Khwankeaw Jirateep, Bhurayanontachai Rungsun
J Med Assoc Thai. 2014 Jan;97 Suppl 1:S77-83.
Recent treatments in hematological malignancies have substantially improved. Unfortunately, once a patient with a hematological malignancy has complications, the prognosis is poor and the in hospital and ICU mortality rates are high. Debates concerning the reluctance to admit patients into ICUs with poor prognoses often emerge. The aim of the present study is to identify the patients who are more likely to benefit from ICU admissions.
To assess the outcomes and to identify early mortality risk factors in patients with lymphoma and acute myeloid leukemia admitted to the Intensive Care Unit (ICU) at Songklanagarind Hospital in the south of Thailand.
This is a retrospective study of patients diagnosed with lymphoma and acute myeloid leukemia admitted to the ICU during the period of January 2004 through May 2008. Demographic factors, acute physiology, Acute Physiology and Chronic Health Evaluation (APACHE) II scores and variables noted in the first 24-hours were collected. The risk factors for deaths in the ICU were studied by univariate and multivariate analysis. The risk factors taken from the best multivariate analysis model were calculated to predict the probability of lCU mortality.
A total of 145 patients were studied. The ICU mortality rate was 55.2%. The major cause of death was septic shock. Using univariate analysis, the significant mortality risk factors were neutropenia, mechanical ventilation, the use of vasopressors, abnormal serum creatinine (Cr) and APACHE II scores (p < 0.05). Using multivariate analysis, ICU mortality was best predicted on admission by mechanical ventilation, the use of vasopressors and the APACHE II scores. The presence of neutropenia, mechanical ventilation, vasopressors and an APACHE II score of greater than 27 predicts 80% sensitivity and a 75% specificity for an 82% ICU mortality.

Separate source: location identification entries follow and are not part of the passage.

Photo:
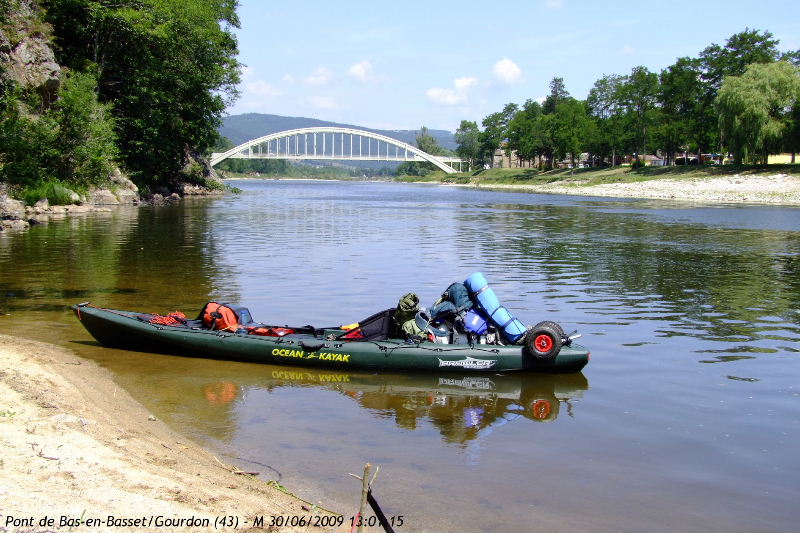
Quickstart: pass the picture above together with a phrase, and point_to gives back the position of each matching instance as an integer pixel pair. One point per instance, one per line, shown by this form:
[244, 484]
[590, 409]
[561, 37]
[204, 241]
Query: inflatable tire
[543, 341]
[554, 325]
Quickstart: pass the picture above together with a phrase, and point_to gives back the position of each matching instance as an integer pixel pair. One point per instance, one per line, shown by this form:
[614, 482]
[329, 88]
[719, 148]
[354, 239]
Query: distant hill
[241, 128]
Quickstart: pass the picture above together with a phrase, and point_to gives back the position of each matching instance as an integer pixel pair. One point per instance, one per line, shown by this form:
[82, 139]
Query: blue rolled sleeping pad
[486, 299]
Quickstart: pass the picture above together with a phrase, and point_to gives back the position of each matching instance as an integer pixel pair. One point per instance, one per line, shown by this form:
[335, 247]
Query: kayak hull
[132, 331]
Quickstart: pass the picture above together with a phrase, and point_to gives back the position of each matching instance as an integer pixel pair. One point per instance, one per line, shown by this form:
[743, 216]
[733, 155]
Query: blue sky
[403, 65]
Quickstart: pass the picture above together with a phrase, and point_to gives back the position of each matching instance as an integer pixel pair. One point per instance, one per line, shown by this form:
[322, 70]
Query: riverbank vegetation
[741, 98]
[89, 86]
[599, 176]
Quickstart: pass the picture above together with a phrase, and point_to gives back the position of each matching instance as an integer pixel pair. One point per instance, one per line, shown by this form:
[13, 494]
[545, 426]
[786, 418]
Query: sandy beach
[778, 189]
[78, 450]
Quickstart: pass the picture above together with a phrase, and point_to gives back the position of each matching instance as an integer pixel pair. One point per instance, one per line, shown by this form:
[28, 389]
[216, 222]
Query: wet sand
[77, 447]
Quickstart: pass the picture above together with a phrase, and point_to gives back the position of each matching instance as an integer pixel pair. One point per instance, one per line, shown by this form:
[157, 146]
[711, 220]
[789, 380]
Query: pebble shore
[778, 189]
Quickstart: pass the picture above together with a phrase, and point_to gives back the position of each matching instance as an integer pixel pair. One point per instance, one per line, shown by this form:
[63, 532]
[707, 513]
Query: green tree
[680, 94]
[755, 109]
[720, 61]
[558, 93]
[571, 129]
[604, 104]
[524, 137]
[168, 68]
[85, 137]
[638, 95]
[427, 142]
[495, 129]
[468, 138]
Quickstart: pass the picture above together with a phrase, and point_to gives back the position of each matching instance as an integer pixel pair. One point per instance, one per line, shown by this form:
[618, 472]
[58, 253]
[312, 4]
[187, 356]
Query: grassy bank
[599, 176]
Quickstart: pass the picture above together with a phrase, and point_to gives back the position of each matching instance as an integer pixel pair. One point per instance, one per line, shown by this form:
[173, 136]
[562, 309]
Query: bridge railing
[332, 143]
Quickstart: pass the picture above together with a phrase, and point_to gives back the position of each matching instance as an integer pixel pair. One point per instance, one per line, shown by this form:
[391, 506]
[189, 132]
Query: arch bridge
[331, 143]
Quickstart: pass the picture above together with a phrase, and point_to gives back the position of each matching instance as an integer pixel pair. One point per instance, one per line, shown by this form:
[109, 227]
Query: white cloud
[446, 96]
[260, 88]
[323, 102]
[506, 71]
[462, 84]
[456, 96]
[320, 76]
[362, 71]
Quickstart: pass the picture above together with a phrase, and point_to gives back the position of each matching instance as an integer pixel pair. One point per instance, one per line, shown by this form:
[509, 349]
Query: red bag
[270, 332]
[219, 317]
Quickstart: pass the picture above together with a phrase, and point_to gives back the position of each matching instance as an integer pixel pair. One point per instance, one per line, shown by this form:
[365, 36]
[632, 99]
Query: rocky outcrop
[121, 192]
[26, 56]
[197, 171]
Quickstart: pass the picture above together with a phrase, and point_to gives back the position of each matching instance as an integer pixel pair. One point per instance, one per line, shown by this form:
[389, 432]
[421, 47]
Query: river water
[686, 419]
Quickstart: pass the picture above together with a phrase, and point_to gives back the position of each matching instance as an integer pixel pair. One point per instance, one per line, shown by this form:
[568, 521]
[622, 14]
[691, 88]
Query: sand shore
[77, 447]
[778, 189]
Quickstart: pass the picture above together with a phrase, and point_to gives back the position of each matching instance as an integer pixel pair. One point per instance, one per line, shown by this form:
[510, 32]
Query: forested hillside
[87, 86]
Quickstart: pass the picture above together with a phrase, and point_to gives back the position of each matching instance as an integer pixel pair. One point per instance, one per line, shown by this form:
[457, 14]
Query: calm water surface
[686, 419]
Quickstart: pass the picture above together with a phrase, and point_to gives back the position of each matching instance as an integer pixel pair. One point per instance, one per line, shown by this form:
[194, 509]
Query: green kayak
[324, 347]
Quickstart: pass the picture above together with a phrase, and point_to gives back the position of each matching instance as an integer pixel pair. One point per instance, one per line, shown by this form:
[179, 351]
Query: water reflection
[211, 395]
[460, 406]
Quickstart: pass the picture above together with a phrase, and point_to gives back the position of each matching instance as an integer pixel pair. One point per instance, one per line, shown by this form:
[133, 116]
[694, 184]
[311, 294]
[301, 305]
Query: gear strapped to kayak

Patients with lymphoma and acute myeloid leukemia admitted into the ICU referral center in the south of Thailand who had mechanical ventilation, use of vasopressors and APACHE II scores greater than 27 were associated with a higher ICU mortality rate. The authors suggest that early identification of the subgroup of patients whose probability of survival is so low that advanced ICU support should not be continued would be a more reasonable goal. This will allow more efficient care to potential survivors not in this group.
血液系统恶性肿瘤的近期治疗有了显著改善。不幸的是,一旦血液系统恶性肿瘤患者出现并发症,预后就很差,住院和重症监护病房(ICU)死亡率都很高。关于不愿收治预后不良患者进入ICU的争论经常出现。本研究的目的是确定更有可能从入住ICU中获益的患者。
评估泰国南部宋卡纳卡林医院重症监护病房(ICU)收治的淋巴瘤和急性髓系白血病患者的预后,并确定早期死亡风险因素。
这是一项对2004年1月至2008年5月期间入住ICU的淋巴瘤和急性髓系白血病患者的回顾性研究。收集了人口统计学因素、急性生理学、急性生理学与慢性健康状况评估(APACHE)II评分以及最初24小时内记录的变量。通过单因素和多因素分析研究ICU死亡的风险因素。根据最佳多因素分析模型得出的风险因素计算预测ICU死亡率的概率。
共研究了145例患者。ICU死亡率为55.2%。主要死亡原因是感染性休克。单因素分析显示,显著的死亡风险因素是中性粒细胞减少、机械通气、使用血管升压药、血清肌酐(Cr)异常和APACHE II评分(p<0.05)。多因素分析显示,入院时ICU死亡率的最佳预测因素是机械通气、使用血管升压药和APACHE II评分。存在中性粒细胞减少、机械通气、血管升压药以及APACHE II评分大于27对ICU死亡率为82%的预测敏感性为80%,特异性为75%。
入住泰国南部ICU转诊中心的淋巴瘤和急性髓系白血病患者,若进行机械通气、使用血管升压药且APACHE II评分大于27,则ICU死亡率较高。作者认为,早期识别生存概率极低以至于不应继续进行高级ICU支持的患者亚组将是一个更合理的目标。这将使对不在该组的潜在幸存者能够提供更有效的治疗。